In den Vorinstanzen musste der Kläger noch eine Schlappe einstecken. Sowohl das Landgericht Hamburg als auch das Oberlandesgericht wiesen die Klage zurück. Nicht so der Bundesgerichtshof (BGH) in Karlsruhe. Sie wiesen darauf hin, dass dem Unternehmer nur eine Umdeckung hätte angeraten werden dürfen, wenn er dadurch besser gestellt gewesen wäre als zuvor. Das war offensichtlich nicht der Fall.
Vermittler müssen ihrem Kunden neuen und alten Vertrag vorrechnen
Hier kommt nun die Vergleichsberechnung ins Spiel, auf die ein Kunde Anrecht hat. Zwar betonte auch der Bundesgerichtshof (BGH), dass die Frage nach einer Besserstellung auch von den individuellen Präferenzen des Versicherungsnehmers abhänge, in diesem Fall also die gewünschte Steuerersparnis. Der Berater hätte die Möglichkeit einer Vergleichsberechnung im Beratungsgespräch aber zumindest ansprechen müssen. Auf Wunsch des Klägers hätte dann geprüft werden können, ob der Abschluss einer Rürup-Rente bei gleichzeitigem Cut der Lebensversicherung lohnen kann.
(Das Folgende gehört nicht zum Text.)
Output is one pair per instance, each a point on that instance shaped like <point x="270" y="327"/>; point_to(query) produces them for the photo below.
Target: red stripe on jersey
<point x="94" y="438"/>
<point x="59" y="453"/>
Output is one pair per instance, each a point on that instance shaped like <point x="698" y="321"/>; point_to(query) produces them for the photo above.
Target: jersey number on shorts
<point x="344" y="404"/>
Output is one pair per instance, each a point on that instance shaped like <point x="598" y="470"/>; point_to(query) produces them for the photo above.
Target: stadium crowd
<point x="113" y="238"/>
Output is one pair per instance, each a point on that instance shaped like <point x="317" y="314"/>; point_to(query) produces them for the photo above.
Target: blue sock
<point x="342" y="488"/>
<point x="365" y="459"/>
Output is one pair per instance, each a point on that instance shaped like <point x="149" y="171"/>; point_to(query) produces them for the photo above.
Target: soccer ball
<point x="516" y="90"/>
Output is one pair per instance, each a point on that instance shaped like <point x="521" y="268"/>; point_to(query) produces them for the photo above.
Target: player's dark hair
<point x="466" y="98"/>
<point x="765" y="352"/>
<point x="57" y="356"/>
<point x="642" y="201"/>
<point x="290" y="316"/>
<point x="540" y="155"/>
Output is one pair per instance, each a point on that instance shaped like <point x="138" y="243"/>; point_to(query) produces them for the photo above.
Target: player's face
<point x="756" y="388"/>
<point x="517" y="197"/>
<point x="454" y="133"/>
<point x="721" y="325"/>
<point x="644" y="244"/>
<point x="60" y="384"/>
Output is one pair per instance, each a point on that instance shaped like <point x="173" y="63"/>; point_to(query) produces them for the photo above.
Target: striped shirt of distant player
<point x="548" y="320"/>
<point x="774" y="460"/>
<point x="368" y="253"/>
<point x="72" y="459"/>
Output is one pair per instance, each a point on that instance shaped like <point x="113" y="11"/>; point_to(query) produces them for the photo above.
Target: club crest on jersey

Beweislastumkehr zu Lasten des Maklers
Die Vorinstanzen hatten noch argumentiert, dass der Kläger seinen wirtschaftlichen Schaden nicht plausibel habe darlegen können. Auch der Bundesgerichtshof betonte nun, der Mann habe nicht schlüssig dargelegt, ob und in welcher Höhe ihm ein Schaden entstanden ist. Hierfür sei ein „vollständiger Vergleich beider Vermögensanlagen“ vonnöten, insbesondere unter Berücksichtigung von Aufbauleistung und Steuerersparnis.
Aber wie bereits in vergleichbaren Urteilen bewirkt die ausgelassene Vergleichsrechnung nun eine Beweislastumkehr. Im Grunde muss nun der Makler nachweisen, den Kunden richtig beraten zu haben. Der Fall wurde an die Vorinstanz zurückgegeben, da weitere Feststellungen vonnöten sind. Unter anderem müsse das Berufungsgericht noch feststellen, ob die Pflichtverletzung des Mitarbeiters -die fehlende Vergleichsrechnung- ursächlich dafür gewesen ist, dass der Kunde seine Verträge umdecken ließ.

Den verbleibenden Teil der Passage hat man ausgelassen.